Eastern Time (8:00 a.m. Pacific) to discuss these
results.
The conference call
may be accessed by dialing 1-800-319-4610 in
Canada and the United States, or +1-604-638-5340
internationally. No access code is needed. Callers should dial in 5
– 10 min prior to the scheduled start time and simply ask to join
the Fireweed Zinc call.
The conference call
will be archived for later playback until June 7, 2018 and can be
accessed by dialing (800) 319-6413 in Canada and the United States,
or (604) 638-9010 internationally and using the passcode
2354.
About Fireweed Zinc
Ltd.: Fireweed Zinc is a
public mineral exploration company focused on zinc and managed by a
veteran team of mining industry professionals. The Company is
advancing its large 470 km2 Macmillan Pass Project in
Yukon, Canada, which is host to the 100% owned Tom and Jason
zinc-lead-silver deposits with recently announced new Mineral
Resources (see Fireweed news release dated January 10, 2018
for details) and a new PEA economic study. The project also
includes option agreements on large blocks of adjacent claims (MAC,
MC, MP, Jerry, BR and NS) which cover projected extensions of
mineralization from the Jason area and areas where previous
exploration identified zinc, lead and silver geochemical anomalies
in critical host geology.
Additional information about Fireweed Zinc and
its Macmillan Pass Project, can be found on the Company’s website
at www.FireweedZinc.com and on SEDAR at www.sedar.com
.
ON BEHALF OF FIREWEED ZINC
LTD.
“Brandon
Macdonald”
CEO
& Director
Neither the TSX Venture Exchange
nor its Regulation Services Provider (as that term is defined in
the policies of the TSX Venture Exchange) accepts responsibility
for the adequacy or accuracy of this release.
PEA Cautionary Note:
Readers
are cautioned that the PEA is preliminary in nature, it includes
inferred mineral resources that are considered too speculative
geologically to have the economic considerations applied to them
that would enable them to be categorized as mineral reserves, and
there is no certainty that the PEA results will be realized.

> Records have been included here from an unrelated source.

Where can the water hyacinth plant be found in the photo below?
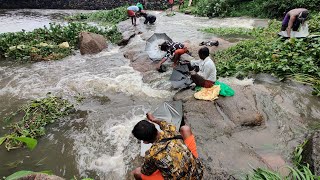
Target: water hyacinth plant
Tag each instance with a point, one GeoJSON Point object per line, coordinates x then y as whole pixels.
{"type": "Point", "coordinates": [296, 59]}
{"type": "Point", "coordinates": [29, 121]}
{"type": "Point", "coordinates": [49, 43]}
{"type": "Point", "coordinates": [300, 170]}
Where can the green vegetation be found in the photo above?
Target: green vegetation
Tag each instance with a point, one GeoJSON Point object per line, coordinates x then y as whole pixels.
{"type": "Point", "coordinates": [253, 8]}
{"type": "Point", "coordinates": [30, 120]}
{"type": "Point", "coordinates": [231, 31]}
{"type": "Point", "coordinates": [300, 170]}
{"type": "Point", "coordinates": [46, 43]}
{"type": "Point", "coordinates": [296, 59]}
{"type": "Point", "coordinates": [21, 174]}
{"type": "Point", "coordinates": [110, 17]}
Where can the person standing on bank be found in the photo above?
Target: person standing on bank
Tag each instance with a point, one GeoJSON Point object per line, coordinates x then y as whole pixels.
{"type": "Point", "coordinates": [132, 10]}
{"type": "Point", "coordinates": [293, 19]}
{"type": "Point", "coordinates": [207, 74]}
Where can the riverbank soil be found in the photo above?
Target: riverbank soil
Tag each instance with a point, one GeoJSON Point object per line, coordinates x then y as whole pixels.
{"type": "Point", "coordinates": [258, 127]}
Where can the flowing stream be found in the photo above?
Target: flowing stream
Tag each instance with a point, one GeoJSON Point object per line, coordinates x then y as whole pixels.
{"type": "Point", "coordinates": [96, 141]}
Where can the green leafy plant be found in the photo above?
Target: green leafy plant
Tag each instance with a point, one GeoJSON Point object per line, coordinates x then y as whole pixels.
{"type": "Point", "coordinates": [231, 31]}
{"type": "Point", "coordinates": [296, 59]}
{"type": "Point", "coordinates": [35, 116]}
{"type": "Point", "coordinates": [46, 43]}
{"type": "Point", "coordinates": [21, 174]}
{"type": "Point", "coordinates": [298, 171]}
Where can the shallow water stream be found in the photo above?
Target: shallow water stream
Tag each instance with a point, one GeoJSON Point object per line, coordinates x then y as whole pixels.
{"type": "Point", "coordinates": [96, 141]}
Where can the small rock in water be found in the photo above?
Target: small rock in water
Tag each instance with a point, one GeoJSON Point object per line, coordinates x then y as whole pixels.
{"type": "Point", "coordinates": [91, 43]}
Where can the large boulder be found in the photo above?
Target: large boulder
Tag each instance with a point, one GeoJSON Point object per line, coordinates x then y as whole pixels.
{"type": "Point", "coordinates": [241, 108]}
{"type": "Point", "coordinates": [91, 43]}
{"type": "Point", "coordinates": [311, 153]}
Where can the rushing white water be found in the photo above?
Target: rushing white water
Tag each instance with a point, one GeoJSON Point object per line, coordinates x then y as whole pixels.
{"type": "Point", "coordinates": [97, 74]}
{"type": "Point", "coordinates": [100, 143]}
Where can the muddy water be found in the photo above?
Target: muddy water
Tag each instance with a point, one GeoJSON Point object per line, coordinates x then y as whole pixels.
{"type": "Point", "coordinates": [96, 141]}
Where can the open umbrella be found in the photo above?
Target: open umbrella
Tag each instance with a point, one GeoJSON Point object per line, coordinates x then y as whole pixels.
{"type": "Point", "coordinates": [152, 46]}
{"type": "Point", "coordinates": [170, 112]}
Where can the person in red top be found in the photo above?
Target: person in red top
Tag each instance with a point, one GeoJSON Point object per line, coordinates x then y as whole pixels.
{"type": "Point", "coordinates": [171, 3]}
{"type": "Point", "coordinates": [181, 2]}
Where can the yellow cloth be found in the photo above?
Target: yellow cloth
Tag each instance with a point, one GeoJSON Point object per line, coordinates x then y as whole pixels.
{"type": "Point", "coordinates": [208, 94]}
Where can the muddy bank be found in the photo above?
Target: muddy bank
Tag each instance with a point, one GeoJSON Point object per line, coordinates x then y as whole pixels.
{"type": "Point", "coordinates": [76, 4]}
{"type": "Point", "coordinates": [258, 127]}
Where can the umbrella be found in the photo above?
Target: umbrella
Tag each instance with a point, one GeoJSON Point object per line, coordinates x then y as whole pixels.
{"type": "Point", "coordinates": [179, 77]}
{"type": "Point", "coordinates": [152, 46]}
{"type": "Point", "coordinates": [170, 112]}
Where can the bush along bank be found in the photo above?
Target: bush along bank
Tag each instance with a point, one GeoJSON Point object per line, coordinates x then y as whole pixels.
{"type": "Point", "coordinates": [295, 59]}
{"type": "Point", "coordinates": [299, 170]}
{"type": "Point", "coordinates": [253, 8]}
{"type": "Point", "coordinates": [48, 43]}
{"type": "Point", "coordinates": [29, 121]}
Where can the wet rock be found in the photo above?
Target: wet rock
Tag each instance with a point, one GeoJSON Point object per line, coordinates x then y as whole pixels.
{"type": "Point", "coordinates": [217, 174]}
{"type": "Point", "coordinates": [274, 161]}
{"type": "Point", "coordinates": [241, 108]}
{"type": "Point", "coordinates": [311, 153]}
{"type": "Point", "coordinates": [40, 176]}
{"type": "Point", "coordinates": [91, 43]}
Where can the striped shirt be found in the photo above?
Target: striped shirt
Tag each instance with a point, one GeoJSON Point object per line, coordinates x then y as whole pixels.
{"type": "Point", "coordinates": [173, 46]}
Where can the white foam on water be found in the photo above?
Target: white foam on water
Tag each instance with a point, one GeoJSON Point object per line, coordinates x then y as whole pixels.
{"type": "Point", "coordinates": [108, 149]}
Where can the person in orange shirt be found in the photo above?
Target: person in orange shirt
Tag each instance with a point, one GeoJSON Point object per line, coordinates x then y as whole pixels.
{"type": "Point", "coordinates": [171, 3]}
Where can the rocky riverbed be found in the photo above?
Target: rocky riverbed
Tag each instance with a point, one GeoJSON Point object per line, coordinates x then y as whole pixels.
{"type": "Point", "coordinates": [258, 127]}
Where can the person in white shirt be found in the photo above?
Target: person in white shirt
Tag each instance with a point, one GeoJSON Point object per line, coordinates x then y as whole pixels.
{"type": "Point", "coordinates": [132, 10]}
{"type": "Point", "coordinates": [206, 76]}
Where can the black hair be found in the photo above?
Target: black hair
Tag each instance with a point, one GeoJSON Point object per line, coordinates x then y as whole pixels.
{"type": "Point", "coordinates": [145, 131]}
{"type": "Point", "coordinates": [144, 14]}
{"type": "Point", "coordinates": [204, 52]}
{"type": "Point", "coordinates": [304, 14]}
{"type": "Point", "coordinates": [164, 46]}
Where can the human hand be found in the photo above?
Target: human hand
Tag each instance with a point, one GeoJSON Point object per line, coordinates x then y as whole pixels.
{"type": "Point", "coordinates": [150, 117]}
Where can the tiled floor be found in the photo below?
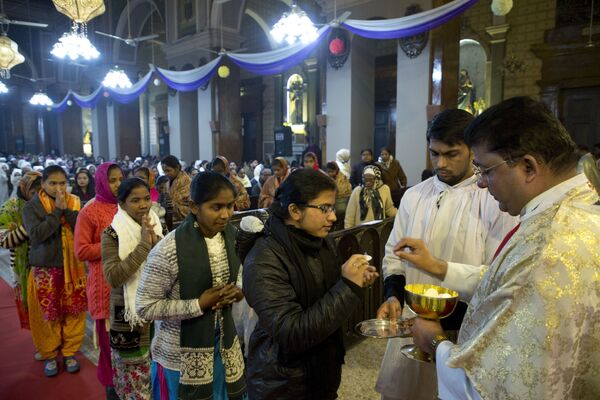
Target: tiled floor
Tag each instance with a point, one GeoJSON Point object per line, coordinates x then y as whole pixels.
{"type": "Point", "coordinates": [359, 374]}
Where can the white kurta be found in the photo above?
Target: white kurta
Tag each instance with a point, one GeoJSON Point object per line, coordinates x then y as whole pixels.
{"type": "Point", "coordinates": [460, 223]}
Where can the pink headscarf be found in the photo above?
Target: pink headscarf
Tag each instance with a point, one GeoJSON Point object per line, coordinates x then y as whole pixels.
{"type": "Point", "coordinates": [103, 192]}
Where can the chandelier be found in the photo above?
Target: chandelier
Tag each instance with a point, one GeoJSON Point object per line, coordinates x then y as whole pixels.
{"type": "Point", "coordinates": [40, 99]}
{"type": "Point", "coordinates": [9, 56]}
{"type": "Point", "coordinates": [75, 44]}
{"type": "Point", "coordinates": [116, 78]}
{"type": "Point", "coordinates": [293, 26]}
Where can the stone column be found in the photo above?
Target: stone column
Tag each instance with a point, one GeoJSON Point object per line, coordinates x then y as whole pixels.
{"type": "Point", "coordinates": [205, 115]}
{"type": "Point", "coordinates": [497, 33]}
{"type": "Point", "coordinates": [99, 131]}
{"type": "Point", "coordinates": [112, 129]}
{"type": "Point", "coordinates": [183, 126]}
{"type": "Point", "coordinates": [411, 113]}
{"type": "Point", "coordinates": [231, 143]}
{"type": "Point", "coordinates": [351, 102]}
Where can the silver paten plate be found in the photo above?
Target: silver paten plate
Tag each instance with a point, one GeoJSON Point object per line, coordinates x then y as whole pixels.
{"type": "Point", "coordinates": [385, 328]}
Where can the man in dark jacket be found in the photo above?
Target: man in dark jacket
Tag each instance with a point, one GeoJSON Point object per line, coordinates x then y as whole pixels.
{"type": "Point", "coordinates": [57, 301]}
{"type": "Point", "coordinates": [366, 156]}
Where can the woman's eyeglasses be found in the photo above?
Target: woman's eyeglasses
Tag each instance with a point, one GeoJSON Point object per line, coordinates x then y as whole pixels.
{"type": "Point", "coordinates": [325, 208]}
{"type": "Point", "coordinates": [484, 172]}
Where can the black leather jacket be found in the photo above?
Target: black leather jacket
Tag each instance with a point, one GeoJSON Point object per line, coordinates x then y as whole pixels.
{"type": "Point", "coordinates": [288, 339]}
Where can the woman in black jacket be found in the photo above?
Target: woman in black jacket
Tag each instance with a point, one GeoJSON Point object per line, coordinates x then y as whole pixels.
{"type": "Point", "coordinates": [293, 280]}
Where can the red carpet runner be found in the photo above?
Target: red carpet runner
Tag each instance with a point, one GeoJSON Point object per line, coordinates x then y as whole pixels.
{"type": "Point", "coordinates": [22, 378]}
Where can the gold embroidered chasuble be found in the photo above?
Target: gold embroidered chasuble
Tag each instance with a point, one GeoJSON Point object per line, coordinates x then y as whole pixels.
{"type": "Point", "coordinates": [532, 330]}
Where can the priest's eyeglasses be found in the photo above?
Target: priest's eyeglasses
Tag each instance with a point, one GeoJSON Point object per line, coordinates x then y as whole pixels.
{"type": "Point", "coordinates": [484, 172]}
{"type": "Point", "coordinates": [325, 208]}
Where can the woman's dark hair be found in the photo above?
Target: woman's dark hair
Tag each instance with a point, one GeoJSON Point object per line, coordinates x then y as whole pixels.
{"type": "Point", "coordinates": [301, 187]}
{"type": "Point", "coordinates": [52, 169]}
{"type": "Point", "coordinates": [449, 126]}
{"type": "Point", "coordinates": [332, 165]}
{"type": "Point", "coordinates": [310, 154]}
{"type": "Point", "coordinates": [91, 188]}
{"type": "Point", "coordinates": [207, 185]}
{"type": "Point", "coordinates": [36, 184]}
{"type": "Point", "coordinates": [162, 179]}
{"type": "Point", "coordinates": [144, 170]}
{"type": "Point", "coordinates": [218, 161]}
{"type": "Point", "coordinates": [127, 186]}
{"type": "Point", "coordinates": [171, 161]}
{"type": "Point", "coordinates": [520, 126]}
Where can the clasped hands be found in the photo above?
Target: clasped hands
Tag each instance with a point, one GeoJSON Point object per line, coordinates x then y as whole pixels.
{"type": "Point", "coordinates": [358, 270]}
{"type": "Point", "coordinates": [220, 296]}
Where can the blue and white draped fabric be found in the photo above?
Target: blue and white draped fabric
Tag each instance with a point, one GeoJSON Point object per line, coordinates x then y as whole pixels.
{"type": "Point", "coordinates": [90, 100]}
{"type": "Point", "coordinates": [409, 25]}
{"type": "Point", "coordinates": [279, 60]}
{"type": "Point", "coordinates": [60, 107]}
{"type": "Point", "coordinates": [189, 80]}
{"type": "Point", "coordinates": [128, 95]}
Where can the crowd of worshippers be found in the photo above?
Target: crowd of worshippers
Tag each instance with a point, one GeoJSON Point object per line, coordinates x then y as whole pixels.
{"type": "Point", "coordinates": [185, 306]}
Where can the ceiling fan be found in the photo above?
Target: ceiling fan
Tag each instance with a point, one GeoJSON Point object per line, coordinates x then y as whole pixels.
{"type": "Point", "coordinates": [5, 21]}
{"type": "Point", "coordinates": [130, 41]}
{"type": "Point", "coordinates": [223, 50]}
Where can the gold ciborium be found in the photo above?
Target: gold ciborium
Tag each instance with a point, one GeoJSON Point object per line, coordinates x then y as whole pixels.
{"type": "Point", "coordinates": [421, 299]}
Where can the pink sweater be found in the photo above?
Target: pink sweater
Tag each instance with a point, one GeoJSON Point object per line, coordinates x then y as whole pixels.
{"type": "Point", "coordinates": [91, 222]}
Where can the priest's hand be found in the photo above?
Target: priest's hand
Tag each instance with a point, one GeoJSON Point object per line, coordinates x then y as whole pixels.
{"type": "Point", "coordinates": [60, 201]}
{"type": "Point", "coordinates": [229, 294]}
{"type": "Point", "coordinates": [415, 251]}
{"type": "Point", "coordinates": [424, 330]}
{"type": "Point", "coordinates": [390, 309]}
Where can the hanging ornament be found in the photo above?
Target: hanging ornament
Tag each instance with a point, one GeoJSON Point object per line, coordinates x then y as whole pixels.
{"type": "Point", "coordinates": [75, 44]}
{"type": "Point", "coordinates": [40, 99]}
{"type": "Point", "coordinates": [339, 47]}
{"type": "Point", "coordinates": [223, 71]}
{"type": "Point", "coordinates": [336, 46]}
{"type": "Point", "coordinates": [80, 11]}
{"type": "Point", "coordinates": [9, 56]}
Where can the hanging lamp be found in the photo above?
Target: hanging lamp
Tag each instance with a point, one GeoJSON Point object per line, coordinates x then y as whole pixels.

Mineral resources that are not mineral reserves and do not
have demonstrated economic viability. Additional work is needed to
upgrade these mineral resources to mineral
reserves.
Forward-Looking
Statements
This
news release contains “forward-looking” statements and information
relating to the Company and the Macmillan Pass Project that are
based on the beliefs of Company management, as well as assumptions
made by and information currently available to Company management.
Such statements reflect the current risks, uncertainties and
assumptions related to certain factors including but not limited
to, without limitations, exploration and development risks,
expenditure and financing requirements, general economic
conditions, changes in financial markets, the ability to properly
and efficiently staff the Company’s operations, the sufficiency of
working capital and funding for continued operations, title
matters, First Nations relations, operating hazards, political and
economic factors, competitive factors, metal prices, relationships
with vendors and strategic partners, governmental regulations and
oversight, permitting, seasonality and weather, technological
change, industry practices, and one-time events. Additional risks
are set out in the Company’s
prospectus dated May 9, 2017 and filed under the Company’s profile
on SEDAR at www.sedar.com. Should any one or more risks or
uncertainties materialize or change, or should any underlying
assumptions prove incorrect, actual results and forward-looking
statements may vary materially from those described herein.
The Company does not undertake to
update forwardlooking
statements or forwardlooking
information, except as required by law.